I"m not sure, one other factor that may be relevant: recently, I turned on logging for each micro service.
Before, everything went to the sbt output; that might have indirectly forced some sequencing of the micro services start. With logging enabled, It seems that there is more concurrency at startup; perhaps enough to trip some vulnerabilities in cassandra.

I’m wondering whether others have experienced this kind of problem.

For production, I’m wondering about doing something similar, that is, forcing the micro services to start one after the other just to prevent concurrent schema operations on cassandra. After all schemas are created, I’m not worried about concurrent operations hitting cassandra because this is a well known territory whereas schema initialization is more tricky as indicated by the on-going issue.

  • Nicolas.
1 Like
(Joo) #2

@NicolasRouquette thanks for this Nicolas. I am on the same Lagom version as yours and yes, we are seeing the same problem even with the services that does not use any customer readside tables (i.e. no CreateTables in globalPrepare).

I’ve experienced this issue in my previous project as well. Still couldn’t figure out what exactly is wrong. I guess I will try your sequential deployment and see if that still causes an issue.

What I found was that when I deployed the services without any custom readside tables, the column family exception started as soon as the Lagom was populating the eventsbytag1 materialized view (along with the MAT-View-not-safe logging).

Tried it many times, and experienced it almost all attempts.

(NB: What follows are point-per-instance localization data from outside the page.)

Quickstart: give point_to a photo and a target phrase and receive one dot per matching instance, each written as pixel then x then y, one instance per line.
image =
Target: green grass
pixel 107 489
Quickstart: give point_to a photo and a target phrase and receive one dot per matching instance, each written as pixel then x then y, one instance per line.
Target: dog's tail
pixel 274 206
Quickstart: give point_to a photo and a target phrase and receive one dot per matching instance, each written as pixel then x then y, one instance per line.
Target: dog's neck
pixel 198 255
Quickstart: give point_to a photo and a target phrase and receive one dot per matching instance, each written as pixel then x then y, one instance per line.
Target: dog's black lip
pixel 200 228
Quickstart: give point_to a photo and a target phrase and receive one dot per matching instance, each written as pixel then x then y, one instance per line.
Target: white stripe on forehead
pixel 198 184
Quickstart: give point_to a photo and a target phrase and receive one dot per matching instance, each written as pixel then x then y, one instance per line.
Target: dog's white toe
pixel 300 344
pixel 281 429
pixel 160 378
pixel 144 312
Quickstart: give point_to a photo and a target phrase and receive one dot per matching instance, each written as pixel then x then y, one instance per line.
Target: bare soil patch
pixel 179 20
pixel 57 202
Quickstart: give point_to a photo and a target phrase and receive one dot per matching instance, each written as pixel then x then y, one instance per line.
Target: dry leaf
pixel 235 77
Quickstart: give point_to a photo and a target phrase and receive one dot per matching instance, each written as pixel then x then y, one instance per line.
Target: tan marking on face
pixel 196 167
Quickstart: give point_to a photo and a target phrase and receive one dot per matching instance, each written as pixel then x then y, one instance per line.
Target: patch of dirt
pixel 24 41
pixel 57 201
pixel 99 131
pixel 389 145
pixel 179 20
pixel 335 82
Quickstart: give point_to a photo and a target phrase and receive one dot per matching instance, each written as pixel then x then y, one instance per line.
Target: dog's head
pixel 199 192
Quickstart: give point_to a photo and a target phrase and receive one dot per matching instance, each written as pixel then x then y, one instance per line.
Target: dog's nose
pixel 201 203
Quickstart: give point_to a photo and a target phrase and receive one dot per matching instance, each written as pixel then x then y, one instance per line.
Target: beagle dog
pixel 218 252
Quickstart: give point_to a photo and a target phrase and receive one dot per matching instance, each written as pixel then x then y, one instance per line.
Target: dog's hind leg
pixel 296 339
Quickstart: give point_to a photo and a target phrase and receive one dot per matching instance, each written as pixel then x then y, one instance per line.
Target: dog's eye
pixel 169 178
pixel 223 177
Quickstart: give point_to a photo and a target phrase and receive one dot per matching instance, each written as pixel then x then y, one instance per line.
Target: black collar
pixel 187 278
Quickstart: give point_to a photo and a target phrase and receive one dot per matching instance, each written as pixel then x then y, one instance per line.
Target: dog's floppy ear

@TimMoore Just tagging you for your attention, I think quite a few Lagom users are experiencing and suffering from this Column Family Exception in Cassandra.

1 Like
(Joo) #3

Some logs…

This is from the service that does NOT create any customer readside table:

At first, in the middle of operation, when I started issueing some mutating commands to this service about 20mins after the deployment was completed. You can see that the service is trying to create this snapshots table adhocly like this:

INFO [MigrationStage:1] 2019-04-22 09:04:05,438 ColumnFamilyStore.java:411 - Initializing fee.snapshots\n

[Native-Transport-Requests-2] 2019-04-22 09:04:05,447 MigrationManager.java:376 - Create new table: org.apache.cassandra.config.CFMetaData@6b2bf1fe[cfId=948f2570-64dd-11e9-947d-038f8cea8ac5,ksName=fee,cfName=snapshots,flags=[COMPOUND],params=TableParams{comment=, read_repair_chance=0.0, dclocal_read_repair_chance=0.1, bloom_filter_fp_chance=0.01, crc_check_chance=1.0, gc_grace_seconds=864000, default_time_to_live=0, memtable_flush_period_in_ms=0, min_index_interval=128, max_index_interval=2048, speculative_retry=99PERCENTILE, caching={‘keys’ : ‘ALL’, ‘rows_per_partition’ : ‘NONE’}, compaction=CompactionParams{class=org.apache.cassandra.db.compaction.SizeTieredCompactionStrategy, options={max_threshold=32, min_threshold=4, tombstone_threshold=0.2, bucket_high=1.5, bucket_low=0.5, tombstone_compaction_interval=86400, unchecked_tombstone_compaction=false, min_sstable_size=50, enabled=true}}, compression=org.apache.cassandra.schema.CompressionParams@cc702f3c, extensions={}, cdc=false},comparator=comparator(org.apache.cassandra.db.marshal.ReversedType(org.apache.cassandra.db.marshal.LongType)),partitionColumns=[[] | [meta meta_ser_id meta_ser_manifest ser_id ser_manifest snapshot snapshot_data timestamp]],partitionKeyColumns=[persistence_id],clusteringColumns=[sequence_nr],keyValidator=org.apache.cassandra.db.marshal.UTF8Type,columnMetadata=[meta_ser_manifest, persistence_id, ser_manifest, sequence_nr, meta, ser_id, snapshot_data, timestamp, snapshot, meta_ser_id],droppedColumns={},triggers=[],indexes=[]]\n

And then almost immediately, within 0.12 sec, this starts to happen:

(Joo) #4

Could it be related to this cassandra issue?

https://issues.apache.org/jira/browse/CASSANDRA-9424

Also, is there a way we can create snaphshot table during the startup instead of let Lagom creates it when it needs to?